The incidence of some form of post-operative cognitive decline is described in the literature in 75 per cent of cardiac patients older than 65. It can range from mild to life-changing, Dr. Schmidt says, adding that medical professionals haven’t been able to measure the change as a first step toward improving care in a clinically feasible way in larger numbers of patients.

“It is a problem for the patient, who clearly sees they cannot perform like they did before. They get frustrated and upset because they cannot remember things like family birthdays. They are changed in their cognition and in their mood,” he says.

Dr. Schmidt engaged Dr. Gail Eskes, a Dalhousie University professor of psychiatry, psychology and neuroscience, to help design the test battery to measure cognitive abilities before and after a surgical procedure. The test will help them isolate the decline caused by the procedure from any other cognitive decline the elderly patient may be experiencing. “Anesthesia and surgery are affecting the brain on top of whatever’s going on in the brain already,” Dr. Eskes says.
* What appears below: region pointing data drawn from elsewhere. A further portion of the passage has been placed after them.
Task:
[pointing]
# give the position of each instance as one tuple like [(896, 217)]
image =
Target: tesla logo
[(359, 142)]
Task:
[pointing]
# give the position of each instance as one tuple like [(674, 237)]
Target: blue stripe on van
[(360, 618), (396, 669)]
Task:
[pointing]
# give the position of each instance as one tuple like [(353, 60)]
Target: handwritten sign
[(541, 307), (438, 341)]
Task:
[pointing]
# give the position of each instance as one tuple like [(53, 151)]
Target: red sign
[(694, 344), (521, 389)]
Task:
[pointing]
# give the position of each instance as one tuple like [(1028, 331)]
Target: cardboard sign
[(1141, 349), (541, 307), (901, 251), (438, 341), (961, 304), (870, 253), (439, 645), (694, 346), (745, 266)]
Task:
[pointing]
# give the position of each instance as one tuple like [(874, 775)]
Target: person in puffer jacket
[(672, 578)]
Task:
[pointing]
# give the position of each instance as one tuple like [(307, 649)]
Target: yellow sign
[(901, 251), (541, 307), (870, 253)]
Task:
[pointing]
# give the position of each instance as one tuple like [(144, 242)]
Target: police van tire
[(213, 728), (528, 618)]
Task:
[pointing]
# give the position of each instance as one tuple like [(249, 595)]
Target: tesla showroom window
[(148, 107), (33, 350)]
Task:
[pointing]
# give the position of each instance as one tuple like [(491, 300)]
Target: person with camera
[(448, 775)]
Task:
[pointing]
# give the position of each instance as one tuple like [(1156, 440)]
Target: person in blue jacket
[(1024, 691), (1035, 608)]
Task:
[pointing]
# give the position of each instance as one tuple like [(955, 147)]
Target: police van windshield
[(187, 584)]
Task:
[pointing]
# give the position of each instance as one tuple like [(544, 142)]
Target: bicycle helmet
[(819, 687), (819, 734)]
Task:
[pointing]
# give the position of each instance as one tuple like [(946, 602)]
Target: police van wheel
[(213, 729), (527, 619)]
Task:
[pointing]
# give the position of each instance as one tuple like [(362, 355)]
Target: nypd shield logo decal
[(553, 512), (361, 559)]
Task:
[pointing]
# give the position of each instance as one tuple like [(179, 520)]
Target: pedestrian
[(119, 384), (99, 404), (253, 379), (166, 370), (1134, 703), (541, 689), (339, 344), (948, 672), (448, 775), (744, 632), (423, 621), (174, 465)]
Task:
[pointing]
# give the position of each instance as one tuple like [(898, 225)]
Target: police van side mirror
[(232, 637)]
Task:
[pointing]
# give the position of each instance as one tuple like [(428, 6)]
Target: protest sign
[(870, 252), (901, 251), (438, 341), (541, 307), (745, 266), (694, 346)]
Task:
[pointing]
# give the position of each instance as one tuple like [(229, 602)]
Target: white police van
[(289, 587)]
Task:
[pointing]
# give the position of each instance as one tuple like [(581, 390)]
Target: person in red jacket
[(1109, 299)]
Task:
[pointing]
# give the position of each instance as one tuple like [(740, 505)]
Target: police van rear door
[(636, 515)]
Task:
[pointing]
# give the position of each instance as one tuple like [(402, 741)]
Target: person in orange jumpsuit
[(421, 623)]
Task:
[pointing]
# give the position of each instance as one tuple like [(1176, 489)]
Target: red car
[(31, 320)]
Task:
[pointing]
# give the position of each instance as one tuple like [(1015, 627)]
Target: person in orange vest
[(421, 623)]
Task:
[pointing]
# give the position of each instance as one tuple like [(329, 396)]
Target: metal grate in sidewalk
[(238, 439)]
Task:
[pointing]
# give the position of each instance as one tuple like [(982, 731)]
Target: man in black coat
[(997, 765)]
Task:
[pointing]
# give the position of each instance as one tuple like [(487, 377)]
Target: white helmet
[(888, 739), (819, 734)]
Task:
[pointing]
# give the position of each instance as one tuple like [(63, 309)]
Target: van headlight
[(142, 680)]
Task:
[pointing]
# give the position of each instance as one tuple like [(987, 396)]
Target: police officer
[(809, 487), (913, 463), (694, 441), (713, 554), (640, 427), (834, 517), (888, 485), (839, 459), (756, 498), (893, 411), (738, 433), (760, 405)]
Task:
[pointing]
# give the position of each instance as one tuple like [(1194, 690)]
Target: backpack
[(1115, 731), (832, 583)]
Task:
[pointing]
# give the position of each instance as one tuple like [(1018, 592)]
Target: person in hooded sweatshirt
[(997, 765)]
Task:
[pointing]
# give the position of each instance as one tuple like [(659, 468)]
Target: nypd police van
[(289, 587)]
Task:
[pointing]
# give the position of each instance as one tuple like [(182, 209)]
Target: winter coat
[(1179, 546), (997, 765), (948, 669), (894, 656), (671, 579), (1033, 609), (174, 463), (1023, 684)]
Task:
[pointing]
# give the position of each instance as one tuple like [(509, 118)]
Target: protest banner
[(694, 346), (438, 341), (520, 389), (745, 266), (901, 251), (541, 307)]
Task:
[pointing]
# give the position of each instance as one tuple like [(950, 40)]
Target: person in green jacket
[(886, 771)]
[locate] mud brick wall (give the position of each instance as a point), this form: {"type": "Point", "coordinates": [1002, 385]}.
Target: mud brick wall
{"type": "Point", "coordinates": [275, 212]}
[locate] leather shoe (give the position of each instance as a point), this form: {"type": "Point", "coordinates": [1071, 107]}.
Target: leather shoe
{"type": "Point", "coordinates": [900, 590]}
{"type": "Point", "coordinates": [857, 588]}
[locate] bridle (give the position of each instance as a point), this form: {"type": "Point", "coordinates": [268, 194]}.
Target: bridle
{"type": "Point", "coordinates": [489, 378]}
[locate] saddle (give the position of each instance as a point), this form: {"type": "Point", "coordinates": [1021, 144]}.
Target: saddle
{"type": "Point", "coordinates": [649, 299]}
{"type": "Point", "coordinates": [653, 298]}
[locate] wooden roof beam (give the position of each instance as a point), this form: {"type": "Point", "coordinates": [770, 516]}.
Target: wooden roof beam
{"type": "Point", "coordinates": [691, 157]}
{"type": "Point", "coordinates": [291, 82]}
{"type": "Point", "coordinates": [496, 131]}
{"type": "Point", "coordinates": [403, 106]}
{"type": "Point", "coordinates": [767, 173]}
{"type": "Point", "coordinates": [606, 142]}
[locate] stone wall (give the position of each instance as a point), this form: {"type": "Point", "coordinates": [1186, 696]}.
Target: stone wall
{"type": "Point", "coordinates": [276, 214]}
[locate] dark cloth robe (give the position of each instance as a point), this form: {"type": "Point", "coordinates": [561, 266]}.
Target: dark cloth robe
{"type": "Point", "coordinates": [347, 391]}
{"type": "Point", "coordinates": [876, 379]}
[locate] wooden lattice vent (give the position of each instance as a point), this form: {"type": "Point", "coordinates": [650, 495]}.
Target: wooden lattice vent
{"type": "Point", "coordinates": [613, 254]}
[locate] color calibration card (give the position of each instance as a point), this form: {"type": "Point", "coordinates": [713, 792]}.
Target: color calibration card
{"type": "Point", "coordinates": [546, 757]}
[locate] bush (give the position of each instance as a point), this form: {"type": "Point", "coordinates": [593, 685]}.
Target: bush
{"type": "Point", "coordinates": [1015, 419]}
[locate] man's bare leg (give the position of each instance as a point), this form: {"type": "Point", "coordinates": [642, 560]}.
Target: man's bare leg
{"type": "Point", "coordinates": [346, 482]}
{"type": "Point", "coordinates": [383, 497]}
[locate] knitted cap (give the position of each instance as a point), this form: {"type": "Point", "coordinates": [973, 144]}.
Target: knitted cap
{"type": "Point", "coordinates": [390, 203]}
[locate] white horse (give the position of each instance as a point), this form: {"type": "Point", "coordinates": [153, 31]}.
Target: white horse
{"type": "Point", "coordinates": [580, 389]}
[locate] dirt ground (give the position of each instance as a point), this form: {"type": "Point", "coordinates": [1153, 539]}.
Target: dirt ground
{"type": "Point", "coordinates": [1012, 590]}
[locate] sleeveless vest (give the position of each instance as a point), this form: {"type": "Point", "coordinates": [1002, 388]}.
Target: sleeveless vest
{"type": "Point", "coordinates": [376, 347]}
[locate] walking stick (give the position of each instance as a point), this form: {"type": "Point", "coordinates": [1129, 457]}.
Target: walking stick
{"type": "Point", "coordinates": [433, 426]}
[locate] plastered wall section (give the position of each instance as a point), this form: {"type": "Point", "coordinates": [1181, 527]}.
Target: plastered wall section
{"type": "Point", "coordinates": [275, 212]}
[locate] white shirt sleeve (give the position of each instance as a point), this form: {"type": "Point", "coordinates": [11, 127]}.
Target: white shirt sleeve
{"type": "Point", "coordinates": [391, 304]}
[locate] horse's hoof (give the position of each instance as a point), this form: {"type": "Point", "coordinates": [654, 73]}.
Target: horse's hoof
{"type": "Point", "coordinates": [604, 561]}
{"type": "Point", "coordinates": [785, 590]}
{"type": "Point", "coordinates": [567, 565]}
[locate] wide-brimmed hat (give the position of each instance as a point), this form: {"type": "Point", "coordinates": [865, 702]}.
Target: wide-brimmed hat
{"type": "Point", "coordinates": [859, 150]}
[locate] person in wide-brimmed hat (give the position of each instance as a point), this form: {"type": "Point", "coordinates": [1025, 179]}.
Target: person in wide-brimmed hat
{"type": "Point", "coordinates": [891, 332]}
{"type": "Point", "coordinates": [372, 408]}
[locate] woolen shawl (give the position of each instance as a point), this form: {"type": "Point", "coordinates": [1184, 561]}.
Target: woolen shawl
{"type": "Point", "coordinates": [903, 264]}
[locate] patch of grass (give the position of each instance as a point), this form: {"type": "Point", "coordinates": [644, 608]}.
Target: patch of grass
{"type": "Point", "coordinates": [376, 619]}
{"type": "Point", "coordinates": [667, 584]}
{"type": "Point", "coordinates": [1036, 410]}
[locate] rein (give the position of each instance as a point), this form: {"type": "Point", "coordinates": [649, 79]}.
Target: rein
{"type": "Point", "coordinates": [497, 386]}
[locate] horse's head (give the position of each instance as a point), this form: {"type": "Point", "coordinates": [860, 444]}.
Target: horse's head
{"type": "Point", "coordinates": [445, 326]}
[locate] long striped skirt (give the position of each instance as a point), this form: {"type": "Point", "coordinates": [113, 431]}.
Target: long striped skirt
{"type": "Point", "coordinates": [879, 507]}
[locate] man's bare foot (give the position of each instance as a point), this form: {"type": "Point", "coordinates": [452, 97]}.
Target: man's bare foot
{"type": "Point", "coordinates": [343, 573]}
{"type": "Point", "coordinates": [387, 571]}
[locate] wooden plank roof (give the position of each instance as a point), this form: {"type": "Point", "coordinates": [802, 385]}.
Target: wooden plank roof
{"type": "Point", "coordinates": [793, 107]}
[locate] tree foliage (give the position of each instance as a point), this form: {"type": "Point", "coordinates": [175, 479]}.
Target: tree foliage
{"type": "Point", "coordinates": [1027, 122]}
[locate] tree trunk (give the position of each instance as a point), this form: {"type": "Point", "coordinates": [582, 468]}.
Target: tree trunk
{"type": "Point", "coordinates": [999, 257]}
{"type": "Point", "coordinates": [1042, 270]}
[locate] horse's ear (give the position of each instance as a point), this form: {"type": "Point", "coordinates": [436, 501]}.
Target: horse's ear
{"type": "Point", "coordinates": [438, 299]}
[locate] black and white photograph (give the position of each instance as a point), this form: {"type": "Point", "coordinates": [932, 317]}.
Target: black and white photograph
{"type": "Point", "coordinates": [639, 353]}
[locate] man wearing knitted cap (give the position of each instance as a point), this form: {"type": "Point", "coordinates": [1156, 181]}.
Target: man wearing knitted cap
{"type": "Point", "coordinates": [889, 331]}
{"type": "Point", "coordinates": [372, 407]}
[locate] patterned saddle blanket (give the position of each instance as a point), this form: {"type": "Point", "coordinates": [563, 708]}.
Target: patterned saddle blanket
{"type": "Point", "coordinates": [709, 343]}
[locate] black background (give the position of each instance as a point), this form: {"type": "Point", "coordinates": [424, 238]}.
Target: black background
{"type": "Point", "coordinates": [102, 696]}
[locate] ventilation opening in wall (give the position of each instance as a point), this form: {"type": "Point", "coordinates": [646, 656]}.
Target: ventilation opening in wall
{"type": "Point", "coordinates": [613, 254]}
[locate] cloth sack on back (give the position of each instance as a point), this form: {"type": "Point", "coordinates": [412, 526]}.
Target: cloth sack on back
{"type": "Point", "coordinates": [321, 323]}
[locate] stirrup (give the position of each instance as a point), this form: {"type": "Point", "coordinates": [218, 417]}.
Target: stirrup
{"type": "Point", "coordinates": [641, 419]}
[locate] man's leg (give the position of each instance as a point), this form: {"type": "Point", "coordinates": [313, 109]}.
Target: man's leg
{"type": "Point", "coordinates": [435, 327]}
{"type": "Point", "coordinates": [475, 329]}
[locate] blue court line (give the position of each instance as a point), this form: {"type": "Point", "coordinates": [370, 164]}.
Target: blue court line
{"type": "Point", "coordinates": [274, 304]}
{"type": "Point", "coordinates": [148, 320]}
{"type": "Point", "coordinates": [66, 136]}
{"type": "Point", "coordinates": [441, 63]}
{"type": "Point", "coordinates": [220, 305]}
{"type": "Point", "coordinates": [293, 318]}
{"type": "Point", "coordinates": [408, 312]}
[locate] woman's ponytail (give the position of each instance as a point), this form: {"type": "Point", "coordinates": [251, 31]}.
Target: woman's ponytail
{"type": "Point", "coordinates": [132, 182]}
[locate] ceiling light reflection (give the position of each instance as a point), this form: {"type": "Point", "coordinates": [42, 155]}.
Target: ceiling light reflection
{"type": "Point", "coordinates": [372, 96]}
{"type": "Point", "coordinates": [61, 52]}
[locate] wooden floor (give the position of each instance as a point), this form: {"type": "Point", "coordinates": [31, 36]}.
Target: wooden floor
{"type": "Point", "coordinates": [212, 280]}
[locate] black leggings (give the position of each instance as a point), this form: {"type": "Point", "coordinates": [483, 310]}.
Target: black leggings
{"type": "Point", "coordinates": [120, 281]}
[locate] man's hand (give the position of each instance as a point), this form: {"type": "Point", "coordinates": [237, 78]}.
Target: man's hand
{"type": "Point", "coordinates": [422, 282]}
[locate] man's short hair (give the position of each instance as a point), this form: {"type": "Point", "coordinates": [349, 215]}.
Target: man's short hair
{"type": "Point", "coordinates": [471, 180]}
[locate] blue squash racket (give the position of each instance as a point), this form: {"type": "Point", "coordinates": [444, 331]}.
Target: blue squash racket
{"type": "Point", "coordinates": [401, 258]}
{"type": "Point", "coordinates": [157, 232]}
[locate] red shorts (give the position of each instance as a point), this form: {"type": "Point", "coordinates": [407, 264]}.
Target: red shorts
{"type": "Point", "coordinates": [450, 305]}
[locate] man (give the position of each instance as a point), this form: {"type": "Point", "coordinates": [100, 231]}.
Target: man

A combination of pen-and-paper tests combined with a computerized test battery designed by Dr. Eskes and colleagues in the Brain Repair Centre, are used to gauge brain performance before and after surgery. “What we’re trying to do is define the best ways to measure the changes in cognitive abilities. If we can’t measure it, we’re not going to be able to figure out what’s causing it or identify things we can do to reduce the impact,” she says.

The first tests were done in the spring. Danielle volunteered to do one and found it challenging and a little taxing. One of the computer tests got her to click when a certain image appeared. “You have to be quick and click on the red card, for instance.”

She took the first test in October, had her procedure in April, and did the re-test in June. “I don’t feel any different. I don’t have more memory problems or any side effects that I can think of,” she says.“It’s very accurate if you want to gauge whether or not you've experienced decline. I think it was a good method of doing so.”

Yaeesh Sardiwalla, a medical student at Dalhousie University, is helping Dr. Schmidt and Dr. Eskes analyze the data as part of his Research in Medicine project. He’s also looking for ways to make it easier for patients to take the test.

“We can definitely see a possibility of it being on a computer tablet. You could have patients waiting to see the clinician, completing the test. As soon as it’s done, the results would feed into the electronic medical record,” Yaeesh says.

A better understanding of the risk of post-operative cognitive decline, especially comparing the preoperative cognitive status to the postoperative, is necessary to help patients make informed decisions and help medical professionals investigate ways to lower the incidence of cognitive decline.

“Making anesthesia safer is our goal,” Dr. Schmidt says.

And while Danielle felt fine after her procedure, she was happy to help other patients at the QEII, and is interested to learn about the results of this ground-breaking research.